Quelle magnifique réussite… Leurs rillettes de canard onctueuses sont à moins de 5 euros. Le célèbre (succès justifié) flan Savary de Beauvais à 3 euros. Qui a dit que c’était une boutique chère ? Les rillettes de canard de la Ferme de Brougnon au piment du Béarn fumé au bois de figuier sont à moins de 7 euros (il me semble). Ces rillettes s’intitulent Désir, comme le film avec Marlene Dietrich et Gary Cooper.
C’est juste la plus belle adresse du quartier, inventive, insolite sans insolence, inattendue. Comme chaque parisien pressé, habitué à exaucer ses vœux en un seul clic nerveux, on peut d’abord être intrigué par la vitrine. On peut ne pas oser entrer. On voit des bocaux étincelants. On aperçoit de grosses armoires d’antan remplies de pots de confiture aux formes aussi travaillées que des parfums Haute couture. Dans un coin près d’un austère rideau noir se niche une gamme de liqueur artisanale La Reine des Vertes dans des fioles adorables. (J’ai acheté celle à la poire, voluptueuse en diable, et je l’ai sifflée au terme d’un repas arrosé de leur merlot bu sur un sublime effilé de canard – du cou de canard- mélangé à une pomme de terre écrasée).
C’est un temple, qui ne se livre pas à la première lecture (il y a aussi un assez important rayon produits de la mer), à la première intrusion. Bien sûr, on peut entrer acheter en 4ème vitesse une tablette de chocolat artisanal Encuentro bio à moins de cinq euros (fèves triées à la main, torréfiées au four de boulanger), s’offrir un porc au curry à moins de dix euros, ou une superbe blanquette de veau de lait sous la mère (moins de 20 euros), prendre au passage quelques-unes de leurs pommes qui ont l’air échappées d’une nature morte de Cézanne, sélectionner une poignée de noix de cajou. Mais l’ensemble s’appréhende lentement, au gré de ses flâneries. On n’y revient pas sans émotion, avec une espèce de respect.
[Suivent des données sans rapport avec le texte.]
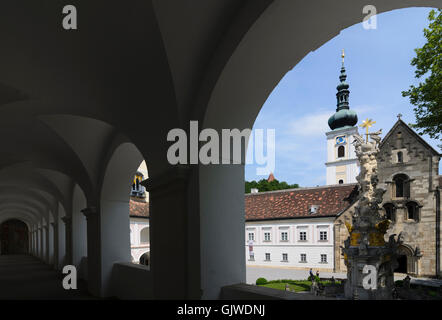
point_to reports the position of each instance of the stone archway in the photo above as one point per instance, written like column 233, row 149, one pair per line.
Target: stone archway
column 406, row 260
column 14, row 237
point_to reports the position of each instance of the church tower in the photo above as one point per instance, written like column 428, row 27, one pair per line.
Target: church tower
column 342, row 164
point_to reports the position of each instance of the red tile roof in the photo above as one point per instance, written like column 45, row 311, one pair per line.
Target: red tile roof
column 295, row 203
column 138, row 207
Au rayon des réussites exceptionnelles, on rangera leur mille-feuille d’agrumes, les Pickles en marinade aigre-douce d’Alsace, la compotée d’oignons de Roscoff (avec un peu de graisse de canard) et la courgette trompette à l’huile. Il est impossible d’énumérer toutes les merveilles de cette taverne d’Ali Baba.
Orgasme culinaire garanti avec le saucisson corse, transcendantal, qui sent la grange, la bête, la montagne, le feu de bois, (et, tout à côté de lui, le saucisson maigre au vin cahors). Même effet avec les tranches de porc nustrale de Vincensini (le porc nustrale s’épanouit en liberté, en été sur les pâturages de montagne et il se goinfre de glands et de châtaignes en automne et en hiver). On apprend des tas de choses dans cette boutique. Il y a souvent une profondeur narrative dans certaines de leurs créations, qui n’a pas seulement à voir avec le meilleur des produits du terroir, avec l’épaisseur de la terre, mais aussi avec le parcours de ceux qui la travaillent et en ont extrait le meilleur. C’est du récit et de la géographie.
Des banquettes bariolées sont là pour vous prévenir que vous pouvez vous poser et goûter, voire vous restaurer, alors qu’au fond de la boutique se prépare un coin dégustation d’huîtres.
A ce degré d’adéquation entre le fond et la forme, ça n’est plus de l’alimentation, c’est de l’art. C’est le luxe sans l’arrogante intimidation du luxe.
En ce moment, avec Noël, ce havre de paix et de tact est l’unique boutique du quartier qui fasse vraiment l’effort de rendre l’aspect enveloppant de Santa Claus, avec un sens du détail touchant (une boîte aux lettres rouge, une certaine façon d’accrocher les décorations au plafond). Chaque objet est vecteur d’émotion, une émotion discrète, jamais ostentatoire. Il faut être réceptif aux atmosphères . Celle de décembre, surtout en fin d’après-midi, à la lumière artificielle, rappelle Lubitsch. Le Lubitsch de The Shop Around the Corner. Et aussi le Frank Capra de 1946, avec La Vie est belle, chef-d’œuvre éternel sur Noël. Comme dans ces deux films magiques, il règne dans la boutique de Monsieur Appert un inaltérable climat de douceur et de bienveillance.